This page documents the Layer base class and its virtual interface, the build-time layer registry generated by the ncnn_add_layer CMake macro, the runtime dispatch mechanism that selects the best platform-specific implementation, and the set of layer flags that control inference behavior.
For how Net uses layers during model loading and forward pass execution, see 2.1 For the Mat data structure that layers operate on, see 2.3 For the Option struct that is passed into layer methods, see 2.5 For Vulkan-specific layer implementations, see 3.4
Layer Base ClassEvery computational operation in ncnn is a subclass of Layer, declared in src/layer.h The class is abstract: all methods have default no-op or error-returning implementations in src/layer.cpp and concrete layer classes override the ones they need.

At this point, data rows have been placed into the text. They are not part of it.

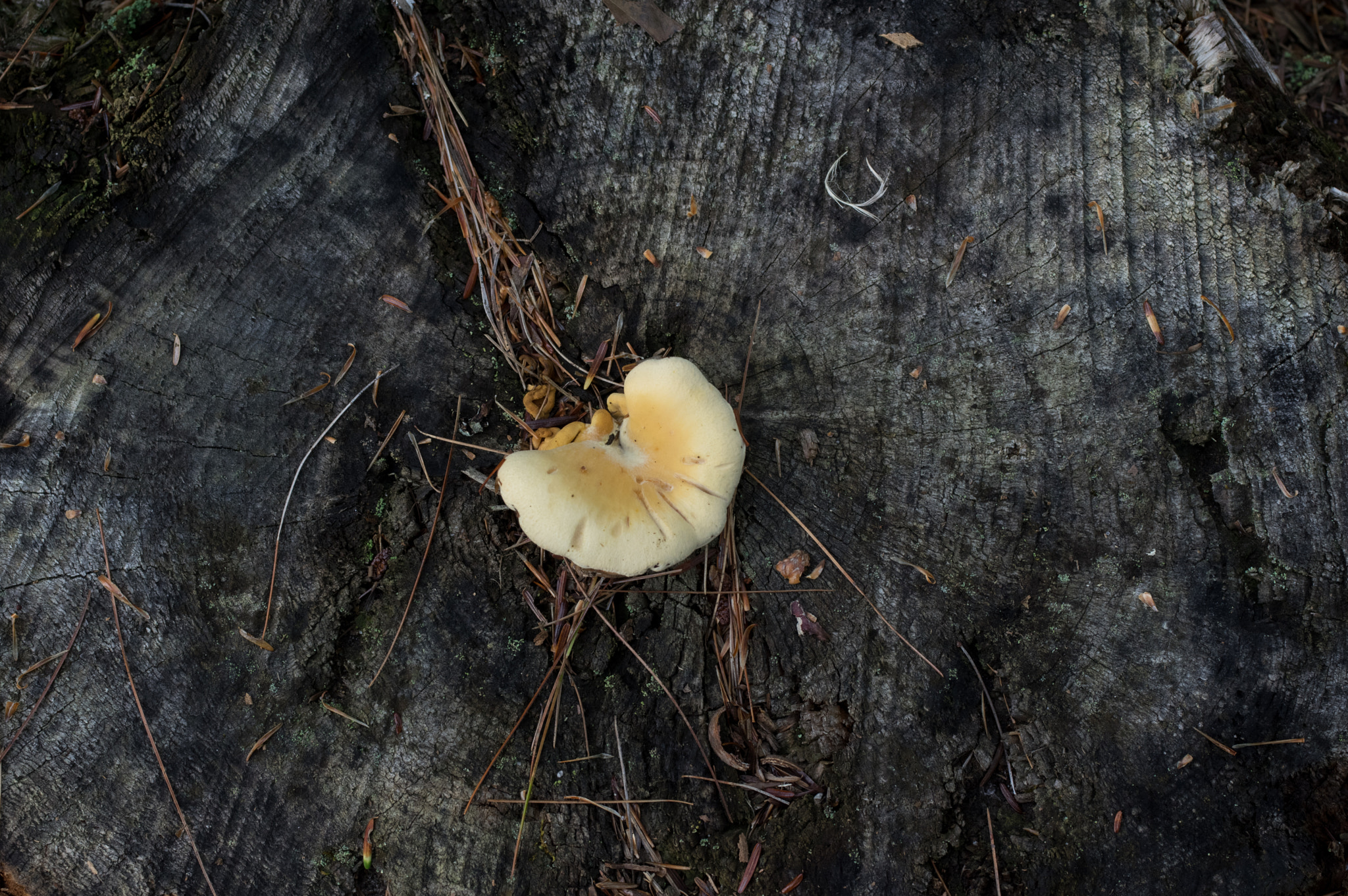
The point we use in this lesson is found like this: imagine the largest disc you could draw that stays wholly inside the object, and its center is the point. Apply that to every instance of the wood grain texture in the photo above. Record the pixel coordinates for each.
(1076, 468)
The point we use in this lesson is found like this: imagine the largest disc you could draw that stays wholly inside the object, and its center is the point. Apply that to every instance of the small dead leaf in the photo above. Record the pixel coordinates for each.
(809, 445)
(117, 592)
(257, 641)
(1153, 322)
(902, 39)
(262, 740)
(793, 566)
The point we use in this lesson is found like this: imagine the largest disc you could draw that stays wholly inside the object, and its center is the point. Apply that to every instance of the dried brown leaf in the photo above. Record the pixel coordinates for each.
(902, 39)
(117, 592)
(257, 641)
(262, 740)
(793, 566)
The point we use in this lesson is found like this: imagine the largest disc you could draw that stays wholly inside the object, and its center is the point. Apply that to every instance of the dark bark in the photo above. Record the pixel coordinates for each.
(1047, 478)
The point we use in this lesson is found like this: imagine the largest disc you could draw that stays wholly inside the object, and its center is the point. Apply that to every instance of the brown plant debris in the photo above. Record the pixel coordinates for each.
(959, 258)
(1062, 316)
(806, 623)
(1216, 743)
(793, 566)
(902, 39)
(262, 740)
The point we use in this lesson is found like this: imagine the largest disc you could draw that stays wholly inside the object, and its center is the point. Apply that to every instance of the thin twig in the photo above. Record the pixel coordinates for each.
(444, 485)
(670, 694)
(275, 553)
(848, 577)
(50, 681)
(117, 622)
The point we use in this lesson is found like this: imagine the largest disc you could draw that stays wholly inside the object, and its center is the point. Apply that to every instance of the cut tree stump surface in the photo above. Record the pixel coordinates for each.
(1045, 478)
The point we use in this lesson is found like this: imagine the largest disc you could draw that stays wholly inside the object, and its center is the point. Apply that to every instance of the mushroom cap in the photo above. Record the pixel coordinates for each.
(652, 496)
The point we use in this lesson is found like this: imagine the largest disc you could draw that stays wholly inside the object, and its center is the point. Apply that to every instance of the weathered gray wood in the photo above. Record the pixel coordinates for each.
(1074, 468)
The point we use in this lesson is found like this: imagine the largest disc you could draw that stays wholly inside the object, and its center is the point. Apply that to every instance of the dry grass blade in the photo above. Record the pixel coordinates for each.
(959, 258)
(117, 592)
(313, 391)
(18, 682)
(1216, 743)
(382, 445)
(670, 694)
(1230, 329)
(1101, 227)
(846, 574)
(135, 694)
(50, 681)
(262, 740)
(430, 539)
(281, 526)
(1278, 480)
(347, 366)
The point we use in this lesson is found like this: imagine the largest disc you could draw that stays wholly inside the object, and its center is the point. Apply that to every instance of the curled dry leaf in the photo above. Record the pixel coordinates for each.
(262, 740)
(793, 566)
(902, 39)
(1153, 322)
(257, 641)
(117, 592)
(809, 445)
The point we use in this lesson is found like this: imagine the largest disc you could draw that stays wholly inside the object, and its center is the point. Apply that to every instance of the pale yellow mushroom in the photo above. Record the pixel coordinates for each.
(640, 500)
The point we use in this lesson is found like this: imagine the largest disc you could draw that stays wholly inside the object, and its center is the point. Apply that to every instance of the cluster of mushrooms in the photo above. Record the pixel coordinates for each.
(643, 484)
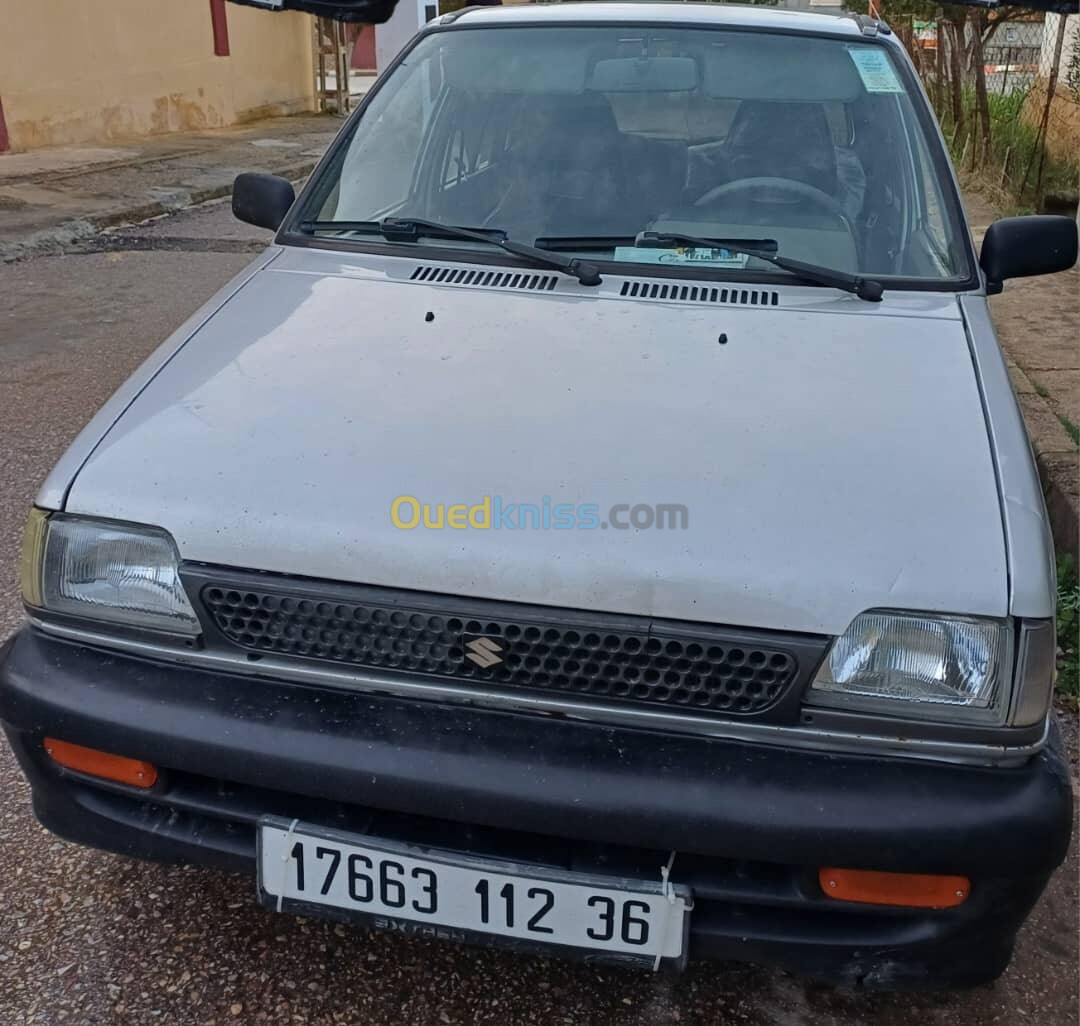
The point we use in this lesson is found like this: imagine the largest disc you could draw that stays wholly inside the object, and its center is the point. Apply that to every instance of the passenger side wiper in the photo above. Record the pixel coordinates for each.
(863, 287)
(410, 229)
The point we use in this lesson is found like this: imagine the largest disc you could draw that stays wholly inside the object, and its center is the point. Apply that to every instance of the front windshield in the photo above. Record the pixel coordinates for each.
(580, 138)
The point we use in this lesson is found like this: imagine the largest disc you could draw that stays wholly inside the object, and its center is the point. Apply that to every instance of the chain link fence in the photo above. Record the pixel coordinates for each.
(1006, 85)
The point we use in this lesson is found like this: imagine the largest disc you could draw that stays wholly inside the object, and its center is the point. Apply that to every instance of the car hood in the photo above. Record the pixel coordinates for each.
(832, 454)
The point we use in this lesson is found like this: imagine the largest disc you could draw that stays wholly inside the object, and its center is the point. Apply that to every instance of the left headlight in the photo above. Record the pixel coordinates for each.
(905, 664)
(123, 574)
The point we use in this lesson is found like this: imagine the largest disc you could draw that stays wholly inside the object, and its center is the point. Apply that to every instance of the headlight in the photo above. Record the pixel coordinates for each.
(905, 664)
(102, 570)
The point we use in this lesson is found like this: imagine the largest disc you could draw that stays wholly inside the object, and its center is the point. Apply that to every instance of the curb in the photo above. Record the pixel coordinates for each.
(1057, 460)
(61, 238)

Diagram: Layer Virtual Method Lifecycle
Sources: src/layer.h29-44 src/layer.cpp44-62
The four lifecycle methods are:
| Method | Signature | Purpose |
|---|---|---|
load_param | virtual int load_param(const ParamDict& pd) | Read integer/float/array hyperparameters from the parsed .param file |
load_model | virtual int load_model(const ModelBin& mb) | Load weight tensors from the .bin file |
create_pipeline | virtual int create_pipeline(const Option& opt) | One-time setup: weight packing, pipeline allocation. Called after load_model. |
destroy_pipeline | virtual int destroy_pipeline(const Option& opt) | Release resources allocated in create_pipeline |
The forward methods come in four overloads for the CPU path:
| Method | Use case |
|---|---|
forward(const vector<Mat>& bottom, vector<Mat>& top, const Option& opt) | Multiple inputs → multiple outputs |
forward(const Mat& bottom, Mat& top, const Option& opt) | Single input → single output (used when one_blob_only is true) |
forward_inplace(vector<Mat>& bottom_top, const Option& opt) | In-place multiple blobs |
forward_inplace(Mat& bottom_top, const Option& opt) | In-place single blob |
When support_inplace is set but forward is not overridden, the base Layer::forward implementation in src/layer.cpp64-90 clones the input and delegates to forward_inplace.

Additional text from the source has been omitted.